Another great thing about the Power Plate is that it can be used safely by nearly everyone, including the elderly, injured, or disabled, because there is benefit to even passively standing or sitting or standing on it. This makes it ideal for helping to strengthen your legs even if you're unable to perform traditional leg-strengthening exercises like squats. If you want to see the Power Plate in action, check out the video above and visit my Power Plate Video page.
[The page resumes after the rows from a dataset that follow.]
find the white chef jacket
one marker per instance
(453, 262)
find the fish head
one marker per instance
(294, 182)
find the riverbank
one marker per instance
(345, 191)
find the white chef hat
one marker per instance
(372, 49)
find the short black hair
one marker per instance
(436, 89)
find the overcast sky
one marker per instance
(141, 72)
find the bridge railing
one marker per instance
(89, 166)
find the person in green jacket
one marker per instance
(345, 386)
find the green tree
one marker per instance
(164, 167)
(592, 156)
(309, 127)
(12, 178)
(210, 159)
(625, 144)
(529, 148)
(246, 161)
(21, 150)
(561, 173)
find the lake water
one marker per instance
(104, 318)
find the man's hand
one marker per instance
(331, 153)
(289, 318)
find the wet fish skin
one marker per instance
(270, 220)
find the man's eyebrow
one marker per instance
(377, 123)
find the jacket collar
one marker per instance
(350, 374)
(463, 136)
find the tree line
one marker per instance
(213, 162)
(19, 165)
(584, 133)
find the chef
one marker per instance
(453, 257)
Basic Strength Training Dos and Don'ts

I firmly believe that most people would benefit from strength straining, but the key is to start slowly if you have any medical or physical concerns. Remember, while your body needs regular amounts of stress like exercise to stay healthy, if you give it more than it can handle, your health can actually deteriorate. So it's important to listen to your body and adjust your exercise routine accordingly. When doing a strength training session—whether it's with dumbbells or something else—you are wise to follow a few basic guidelines:

  • Use an appropriate amount of weight; using weights that are too heavy makes it difficult to maintain proper body form and sets you up for an injury
  • Don't rush
  • Don't ignore pain
  • Don't skip the warm-up, and make sure you are doing the right kind of warm-up. Dynamic stretching, an active type of stretching such as walking lunges, squats, or arm circles, has been shown to positively influence power, speed, agility, endurance, flexibility, and strength performance when used before your training session; you can also augment your warm-up with foam rolling
  • Allow full recovery of your muscles between strength training sessions, and alternate muscle groups; post-workout stretching does little to reduce lactate levels and is not necessary for muscle recovery, although it may help increase your flexibility

Tips for Building a High-Quality Fitness Program

Your strength training workouts should be part of an overall fitness program that incorporates intense interval exercise, core strengthening, proper stretching, stress reduction, restorative sleep, and good nutrition. You'll learn much more about how to put together a safe, effective, time-efficient exercise program for yourself in the fitness section of my website, but here are a few basics to consider:

  1. Stand Up Every 15 Minutes. Compelling research now tells us that prolonged sitting can have a tremendously detrimental impact on your health, even if you exercise regularly. Your body needs to interact with gravity in order to function properly, and this has to be ongoing, throughout your day. Whenever you have a chance to move your body, do so! I invite you to look at our list of 30 videos for ideas about what you can do when you stand up.
  2. Interval (Anaerobic) Training: Interval training involves alternating short bursts of high-intensity exercise with gentle recovery periods, and are central to my Peak Fitness routine.
  3. Core Exercises: Your body has 29 core muscles located mostly in your back, abdomen, and pelvis. This group of muscles provides the foundation for movement throughout your body, and strengthening them can help protect and support your back, make your spine and body less prone to injury, and improve your balance and stability. Foundation Training, created by Dr. Eric Goodman, is an integral first step of a larger program he calls "Modern Moveology," which consists of a catalog of exercises.
  4. Stretching: My favorite type of stretching is Active Isolated Stretching (AIS). With AIS, you hold each stretch for only two seconds, which works with your body's natural physiological makeup to improve circulation and increase the elasticity of muscle joints. This technique allows your body to repair itself and prepare for daily activity. You can also use devices like the Power Plate to help you stretch.